C’était alors, comme ce nom l’indiquait, un lieu de réunions publiques, un cercle politique, semblable à beaucoup d’autres, où se discutaient les questions d’intérêt général, où se formulaient les mots d’ordre et se posaient les candidatures. Il en fut ainsi pendant de longues années au cours desquelles, grâce à son organisation plus savante, à sa discipline plus rigoureuse et à la ferveur de ses adhérens, le comité démocratique étendit son influence, fortifiant et complétant ses moyens d’action, les amenant au degré de perfection qu’ils ont aujourd’hui, et, par la mobilisation de son personnel et la concentration de ses forces, mit aux mains de son président, ou Boss, les pouvoirs les plus étendus. Les Américains possèdent au plus haut degré le don d’organiser les associations politiques ; libres dans leur action, n’étant gênés par aucune loi restrictive, ils font rendre à ces sociétés, secrètes ou publiques, leur maximum d’effet.

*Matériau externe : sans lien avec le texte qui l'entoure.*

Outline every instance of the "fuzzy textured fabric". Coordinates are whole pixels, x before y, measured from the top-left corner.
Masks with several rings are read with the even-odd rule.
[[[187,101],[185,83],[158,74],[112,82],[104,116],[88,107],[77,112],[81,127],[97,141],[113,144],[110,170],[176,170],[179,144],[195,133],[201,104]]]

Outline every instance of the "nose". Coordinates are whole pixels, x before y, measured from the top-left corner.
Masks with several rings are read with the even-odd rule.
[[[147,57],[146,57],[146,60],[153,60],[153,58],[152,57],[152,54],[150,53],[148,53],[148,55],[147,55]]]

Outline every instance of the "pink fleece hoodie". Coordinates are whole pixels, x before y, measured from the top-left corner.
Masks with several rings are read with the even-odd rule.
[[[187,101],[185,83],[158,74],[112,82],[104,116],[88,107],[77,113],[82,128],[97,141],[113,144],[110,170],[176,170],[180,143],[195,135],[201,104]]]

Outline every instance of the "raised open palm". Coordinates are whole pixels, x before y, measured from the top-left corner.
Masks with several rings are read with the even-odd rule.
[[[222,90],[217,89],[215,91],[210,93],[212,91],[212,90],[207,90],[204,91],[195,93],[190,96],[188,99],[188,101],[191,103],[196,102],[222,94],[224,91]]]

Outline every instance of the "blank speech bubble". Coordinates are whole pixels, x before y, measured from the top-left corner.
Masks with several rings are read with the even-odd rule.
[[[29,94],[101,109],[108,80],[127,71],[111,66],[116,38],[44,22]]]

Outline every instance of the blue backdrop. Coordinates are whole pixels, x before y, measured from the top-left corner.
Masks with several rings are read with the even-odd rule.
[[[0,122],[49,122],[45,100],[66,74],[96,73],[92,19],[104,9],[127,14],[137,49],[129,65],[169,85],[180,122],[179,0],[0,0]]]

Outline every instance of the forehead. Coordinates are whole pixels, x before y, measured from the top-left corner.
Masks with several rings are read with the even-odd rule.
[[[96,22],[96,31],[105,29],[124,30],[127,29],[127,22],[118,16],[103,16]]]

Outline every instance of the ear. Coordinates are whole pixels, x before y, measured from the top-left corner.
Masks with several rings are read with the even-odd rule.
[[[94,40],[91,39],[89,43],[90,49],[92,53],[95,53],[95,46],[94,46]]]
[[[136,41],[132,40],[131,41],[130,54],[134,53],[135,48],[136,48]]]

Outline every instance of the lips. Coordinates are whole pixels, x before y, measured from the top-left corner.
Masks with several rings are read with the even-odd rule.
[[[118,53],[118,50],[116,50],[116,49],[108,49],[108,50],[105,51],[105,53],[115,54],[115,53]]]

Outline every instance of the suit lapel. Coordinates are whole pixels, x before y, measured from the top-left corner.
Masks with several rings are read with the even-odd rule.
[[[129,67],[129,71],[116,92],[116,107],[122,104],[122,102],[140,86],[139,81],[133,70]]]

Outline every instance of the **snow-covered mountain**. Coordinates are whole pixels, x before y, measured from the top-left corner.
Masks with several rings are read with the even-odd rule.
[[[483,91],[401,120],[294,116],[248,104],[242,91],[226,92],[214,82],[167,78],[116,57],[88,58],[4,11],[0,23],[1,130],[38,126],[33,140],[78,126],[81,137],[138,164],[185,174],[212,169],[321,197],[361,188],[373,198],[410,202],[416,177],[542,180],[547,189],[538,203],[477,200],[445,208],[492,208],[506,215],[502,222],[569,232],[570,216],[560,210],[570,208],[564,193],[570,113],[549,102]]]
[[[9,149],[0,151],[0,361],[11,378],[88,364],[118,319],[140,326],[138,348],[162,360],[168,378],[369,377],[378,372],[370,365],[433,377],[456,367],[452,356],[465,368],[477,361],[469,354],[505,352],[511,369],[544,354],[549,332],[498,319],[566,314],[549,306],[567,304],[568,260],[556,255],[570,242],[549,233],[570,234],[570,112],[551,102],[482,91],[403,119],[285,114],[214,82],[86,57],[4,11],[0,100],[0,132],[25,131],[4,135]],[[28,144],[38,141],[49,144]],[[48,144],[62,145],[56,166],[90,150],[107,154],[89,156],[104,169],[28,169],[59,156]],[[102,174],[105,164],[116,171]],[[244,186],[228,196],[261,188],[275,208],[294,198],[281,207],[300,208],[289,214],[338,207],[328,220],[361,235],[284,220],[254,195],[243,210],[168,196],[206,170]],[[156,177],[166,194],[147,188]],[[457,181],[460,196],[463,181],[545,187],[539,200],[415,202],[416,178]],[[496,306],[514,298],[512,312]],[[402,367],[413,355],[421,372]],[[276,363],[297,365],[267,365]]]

Nous avons eu, ici même[1], l’occasion de décrire en détail le mode de fonctionnement des comités généraux et locaux pendant la campagne présidentielle, au lendemain de laquelle ils se dissolvent pour se reconstituer quatre ans plus tard. On retrouvera, dans cette nouvelle étude sur l’organisation permanente et le fonctionnement continu de Tammany-Hall, la même fertilité de ressources et d’inventions, la même habileté à enserrer dans les mailles souples et résistantes d’un filet habilement tissé, tous les adhérens du parti, la même rigoureuse discipline et la même incomparable stratégie. L’examen du mécanisme et de ses rouages multiples expliquera le degré d’action que peut exercer et la place qu’occupe l’homme qui met en mouvement ce puissant engin, et comment il

  1. Voyez la Revue du 15 octobre 1892.